En agosto pasado, anunció planes para imponer fuertes aranceles a la India, acusando a Nueva Delhi de sacar provecho de la guerra de Ucrania comprando petróleo ruso a precio rebajado y revendiéndolo a un precio superior al mundial.
La Casa Blanca impuso aranceles del 50 % a los productos indios (la mitad de ellos para castigar directamente a Nueva Delhi por sus compras de petróleo ruso) y más tarde sancionó a dos de las empresas petroleras más grandes de Rusia, en un intento de cortar la principal fuente de dinero extranjero del Kremlin.

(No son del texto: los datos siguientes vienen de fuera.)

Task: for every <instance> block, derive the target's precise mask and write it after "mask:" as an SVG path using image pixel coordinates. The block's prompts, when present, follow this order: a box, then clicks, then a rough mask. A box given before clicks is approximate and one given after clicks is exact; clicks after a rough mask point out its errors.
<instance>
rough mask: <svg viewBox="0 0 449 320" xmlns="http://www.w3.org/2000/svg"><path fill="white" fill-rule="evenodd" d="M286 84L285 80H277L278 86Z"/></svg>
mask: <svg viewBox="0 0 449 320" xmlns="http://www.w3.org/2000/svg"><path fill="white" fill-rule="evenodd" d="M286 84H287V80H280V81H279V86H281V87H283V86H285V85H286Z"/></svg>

Finalmente, la campaña de presión dio resultado. Tras meses de negociaciones, Washington flexibilizó los gravámenes a Nueva Delhi el mes pasado a cambio de una concesión: restringir el acceso al crudo ruso.
Pero a medida que misiles y drones cruzan el estrecho de Ormuz, esa promesa se desvanece. Datos de la firma de análisis Kpler muestran que la estrecha vía fluvial canaliza entre 2,5 y 2,7 millones de barriles de las importaciones diarias de crudo de la India, provenientes principalmente de Iraq, Arabia Saudita, Kuwait y Emiratos Árabes Unidos.
Y con el estrecho efectivamente paralizado, incrementar el suministro ruso parece una solución obvia.